Familiarity helps officers recognize students with behavior issues, so problems are addressed before they erupt. Many shootings have been perpetrated by mentally or emotionally disturbed students, and identifying them can head off trouble.

The school also conducts secure-campus drills, in which someone impersonates an intruder. Students, staff and police all react as if the situation is real.

Concord High lost its daily police presence when city budget cuts eliminated three of five school resource officers -- a decision Principal Gary McAdam would like reversed -- but that hasn't lessened the school's effort to recognize students in need of help.

"I think being proactive is important," he said. "We have campus supervisors here when kids are out of class, and we have a teen counseling service with volunteers who identify kids who are struggling or have issues.
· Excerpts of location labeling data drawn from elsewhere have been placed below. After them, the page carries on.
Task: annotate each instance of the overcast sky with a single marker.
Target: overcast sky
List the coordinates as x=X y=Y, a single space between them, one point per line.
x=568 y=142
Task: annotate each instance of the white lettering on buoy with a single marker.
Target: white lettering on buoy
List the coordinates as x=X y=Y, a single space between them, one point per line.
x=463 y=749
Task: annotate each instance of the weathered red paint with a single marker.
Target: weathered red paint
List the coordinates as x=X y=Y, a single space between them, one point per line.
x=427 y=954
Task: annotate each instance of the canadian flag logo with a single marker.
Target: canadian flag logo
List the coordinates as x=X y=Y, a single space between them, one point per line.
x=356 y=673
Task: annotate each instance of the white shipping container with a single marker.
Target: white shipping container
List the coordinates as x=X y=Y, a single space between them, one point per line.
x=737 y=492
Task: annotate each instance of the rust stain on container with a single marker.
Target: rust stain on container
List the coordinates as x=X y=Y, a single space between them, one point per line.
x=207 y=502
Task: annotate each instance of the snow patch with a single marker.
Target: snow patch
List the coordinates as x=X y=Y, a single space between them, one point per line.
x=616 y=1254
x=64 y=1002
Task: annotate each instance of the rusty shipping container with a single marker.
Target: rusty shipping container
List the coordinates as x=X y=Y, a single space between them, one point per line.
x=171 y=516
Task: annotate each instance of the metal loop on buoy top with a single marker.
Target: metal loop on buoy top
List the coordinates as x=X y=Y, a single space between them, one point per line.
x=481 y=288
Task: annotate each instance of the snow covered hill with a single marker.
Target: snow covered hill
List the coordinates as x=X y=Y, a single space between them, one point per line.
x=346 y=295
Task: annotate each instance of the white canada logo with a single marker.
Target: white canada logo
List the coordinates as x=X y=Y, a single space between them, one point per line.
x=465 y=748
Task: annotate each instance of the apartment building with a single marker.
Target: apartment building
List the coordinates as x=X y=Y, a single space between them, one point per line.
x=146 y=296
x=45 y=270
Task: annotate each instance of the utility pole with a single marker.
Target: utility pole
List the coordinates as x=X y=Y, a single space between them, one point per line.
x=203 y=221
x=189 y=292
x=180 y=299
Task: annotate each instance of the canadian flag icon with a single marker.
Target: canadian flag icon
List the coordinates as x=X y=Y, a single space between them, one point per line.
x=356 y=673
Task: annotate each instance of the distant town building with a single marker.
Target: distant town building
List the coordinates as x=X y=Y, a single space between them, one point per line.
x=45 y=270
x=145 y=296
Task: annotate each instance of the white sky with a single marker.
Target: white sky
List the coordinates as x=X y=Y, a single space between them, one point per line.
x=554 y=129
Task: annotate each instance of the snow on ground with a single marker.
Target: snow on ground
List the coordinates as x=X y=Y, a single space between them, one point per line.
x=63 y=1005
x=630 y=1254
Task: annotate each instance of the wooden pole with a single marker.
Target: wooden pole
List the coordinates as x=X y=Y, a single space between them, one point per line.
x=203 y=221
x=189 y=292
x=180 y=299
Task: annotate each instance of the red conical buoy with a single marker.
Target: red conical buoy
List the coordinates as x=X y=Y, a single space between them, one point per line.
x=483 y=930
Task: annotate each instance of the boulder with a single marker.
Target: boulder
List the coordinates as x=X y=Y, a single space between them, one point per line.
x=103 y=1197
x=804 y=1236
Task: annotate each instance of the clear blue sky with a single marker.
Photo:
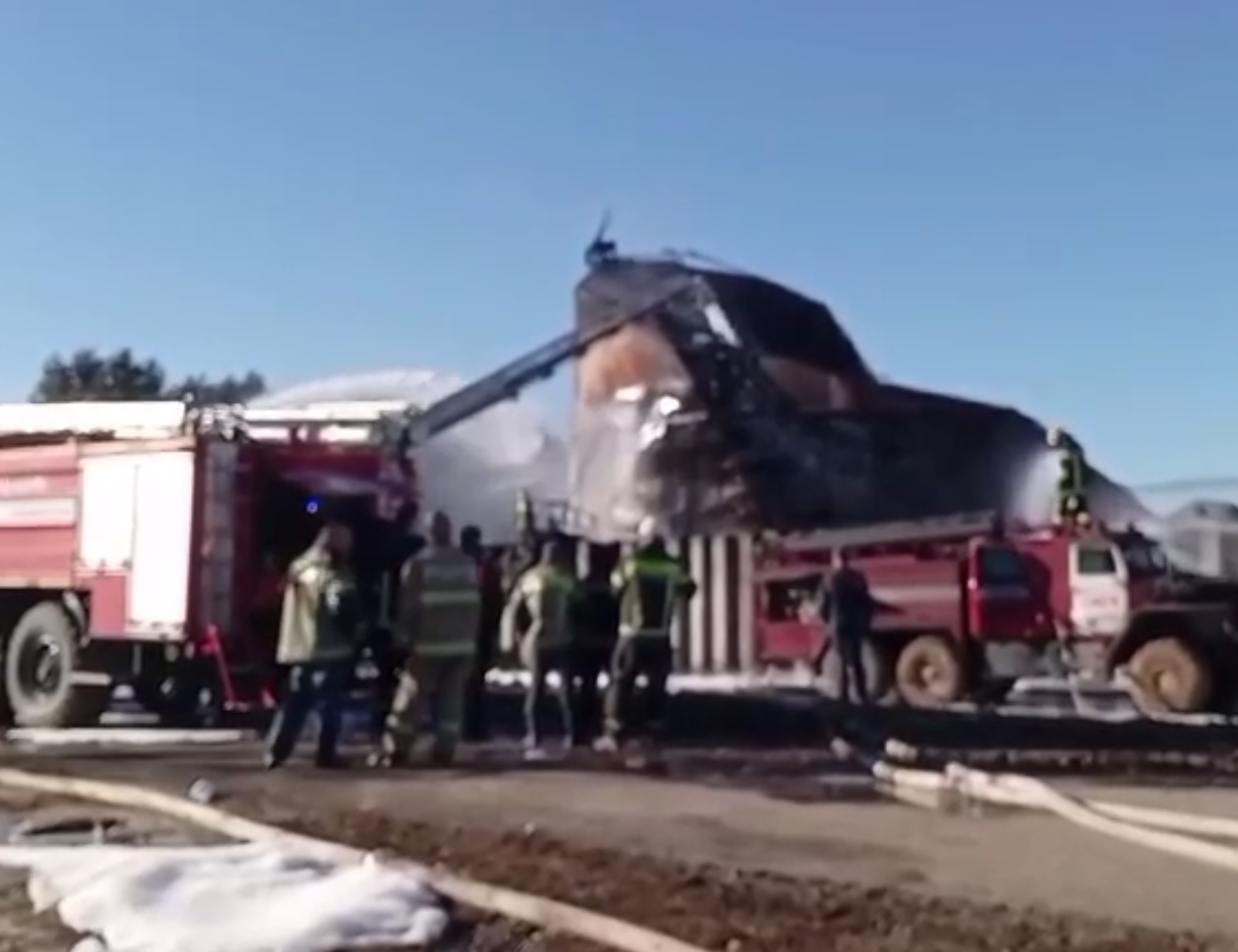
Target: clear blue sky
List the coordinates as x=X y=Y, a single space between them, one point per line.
x=1032 y=203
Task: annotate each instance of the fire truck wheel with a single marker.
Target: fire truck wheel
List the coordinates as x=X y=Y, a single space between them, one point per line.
x=928 y=673
x=1168 y=675
x=37 y=675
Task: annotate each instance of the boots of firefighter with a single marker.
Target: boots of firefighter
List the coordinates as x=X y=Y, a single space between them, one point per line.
x=442 y=752
x=381 y=759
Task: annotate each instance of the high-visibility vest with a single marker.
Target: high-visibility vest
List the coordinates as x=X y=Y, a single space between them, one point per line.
x=549 y=594
x=439 y=603
x=649 y=588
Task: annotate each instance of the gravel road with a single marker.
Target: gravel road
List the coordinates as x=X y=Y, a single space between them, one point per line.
x=757 y=858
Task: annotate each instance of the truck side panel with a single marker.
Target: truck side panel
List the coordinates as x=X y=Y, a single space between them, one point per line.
x=136 y=541
x=109 y=504
x=159 y=587
x=38 y=503
x=913 y=594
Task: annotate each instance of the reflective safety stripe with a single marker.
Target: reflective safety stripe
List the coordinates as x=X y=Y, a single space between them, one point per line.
x=451 y=598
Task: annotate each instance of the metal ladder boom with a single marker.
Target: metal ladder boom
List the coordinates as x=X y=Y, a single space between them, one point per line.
x=512 y=379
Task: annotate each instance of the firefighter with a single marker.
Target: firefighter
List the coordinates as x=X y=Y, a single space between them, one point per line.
x=594 y=635
x=490 y=576
x=525 y=554
x=546 y=594
x=438 y=612
x=848 y=608
x=401 y=542
x=650 y=585
x=319 y=629
x=1071 y=496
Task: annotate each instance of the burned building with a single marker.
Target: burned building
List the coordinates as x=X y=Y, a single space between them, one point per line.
x=735 y=404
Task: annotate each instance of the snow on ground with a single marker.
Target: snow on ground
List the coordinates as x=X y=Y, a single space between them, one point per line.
x=473 y=472
x=244 y=898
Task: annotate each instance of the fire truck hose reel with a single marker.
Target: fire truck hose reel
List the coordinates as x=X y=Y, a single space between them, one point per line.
x=1162 y=829
x=537 y=911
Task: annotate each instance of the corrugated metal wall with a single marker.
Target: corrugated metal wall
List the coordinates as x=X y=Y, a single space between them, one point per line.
x=716 y=631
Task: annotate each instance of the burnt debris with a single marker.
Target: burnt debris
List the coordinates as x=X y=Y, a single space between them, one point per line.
x=742 y=404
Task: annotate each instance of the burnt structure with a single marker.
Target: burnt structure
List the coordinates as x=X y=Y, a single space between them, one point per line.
x=735 y=404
The key to stopping violence is recognizing trouble beforehand rather than reacting afterward."

Erik Faulkner, principal of Oakley's Freedom High, pinpoints the fallacy of the armed-guard-on-every-campus plan: "Our campus is 58 acres, and the school has multiple entry points. Unless we put a wall around us, I don't see one armed person being the answer."

The gun epidemic is a multifaceted issue, he said, calling for better mental health care, restrictions on assault weapons and high-capacity magazines and unrelenting emphasis on emergency preparedness.

"We have staff throughout campus, and they're aware of their surroundings. They're constantly on the lookout."

It appears educators have given this a lot more thought than the NRA has. We say that, of course, with all due respect.